In the early twentieth century, scientists debated whether light was made up of particles or waves when Albert Einstein proposed a new definition in 1905: quanta, or packets of energy.


It began three years earlier when another German physicist, Philipp Lenard, discovered that electrons are knocked off when ultraviolet light strikes a metal plate. The plate then emits electrons, a phenomenon known as the photoelectric effect.


But if light comprises waves, how does it knock off individual particles? And, if it's made up of particles, how can you explain why, no matter how intense the light, the released electrons always have the same amount of energy?


Einstein's solution was that light existed in a separate category, one of discrete wave packets known as quanta, which could act as both a particle and a wave.


From there, the scientific revolution continued. Einstein advocated that time be relative, basing his reasoning on the fact that light's speed remains constant. How does this work? So, when you go onto a moving walkway in an airport, your speed is added to that of the walkway. But that is not how light works; it always moves at the same pace.

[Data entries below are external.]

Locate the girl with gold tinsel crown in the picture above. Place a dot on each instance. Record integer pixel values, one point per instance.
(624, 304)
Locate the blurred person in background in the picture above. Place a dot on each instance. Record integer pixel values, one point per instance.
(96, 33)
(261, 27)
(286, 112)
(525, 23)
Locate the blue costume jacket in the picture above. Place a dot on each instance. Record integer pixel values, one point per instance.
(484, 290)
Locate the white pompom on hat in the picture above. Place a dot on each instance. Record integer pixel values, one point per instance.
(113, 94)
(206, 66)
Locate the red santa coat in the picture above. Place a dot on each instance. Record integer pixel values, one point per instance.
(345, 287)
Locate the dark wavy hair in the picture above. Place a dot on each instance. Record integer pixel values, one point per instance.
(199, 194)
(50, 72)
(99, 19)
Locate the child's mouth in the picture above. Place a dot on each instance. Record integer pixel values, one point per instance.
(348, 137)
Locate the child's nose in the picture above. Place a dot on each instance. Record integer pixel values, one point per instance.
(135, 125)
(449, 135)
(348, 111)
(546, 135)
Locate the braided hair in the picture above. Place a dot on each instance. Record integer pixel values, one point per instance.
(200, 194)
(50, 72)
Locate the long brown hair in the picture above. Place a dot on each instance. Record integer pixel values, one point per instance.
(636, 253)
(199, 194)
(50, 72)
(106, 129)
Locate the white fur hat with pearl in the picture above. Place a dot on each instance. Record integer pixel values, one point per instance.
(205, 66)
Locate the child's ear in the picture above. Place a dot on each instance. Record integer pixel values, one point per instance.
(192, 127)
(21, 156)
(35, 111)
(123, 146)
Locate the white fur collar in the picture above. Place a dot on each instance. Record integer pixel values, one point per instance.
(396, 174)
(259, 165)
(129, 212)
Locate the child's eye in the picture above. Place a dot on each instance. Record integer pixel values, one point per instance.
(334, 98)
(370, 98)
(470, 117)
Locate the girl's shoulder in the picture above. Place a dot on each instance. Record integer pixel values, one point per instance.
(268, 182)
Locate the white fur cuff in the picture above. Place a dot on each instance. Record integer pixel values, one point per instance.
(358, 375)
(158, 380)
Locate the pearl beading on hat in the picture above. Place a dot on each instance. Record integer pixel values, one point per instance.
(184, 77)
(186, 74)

With this information, Einstein determined that time can change. Light moves at a constant speed, yet it can cover different distances at the same time. So, if the light is steady, neither is time.



Final Summary


Humans have been fascinated by light since our origins on Earth. Earthave revered and examined it, which has emerged as an inspiration for painters, musicians, and poets alike. Light is now as simple as turning on a light switch, but it took hundreds of years to discover it.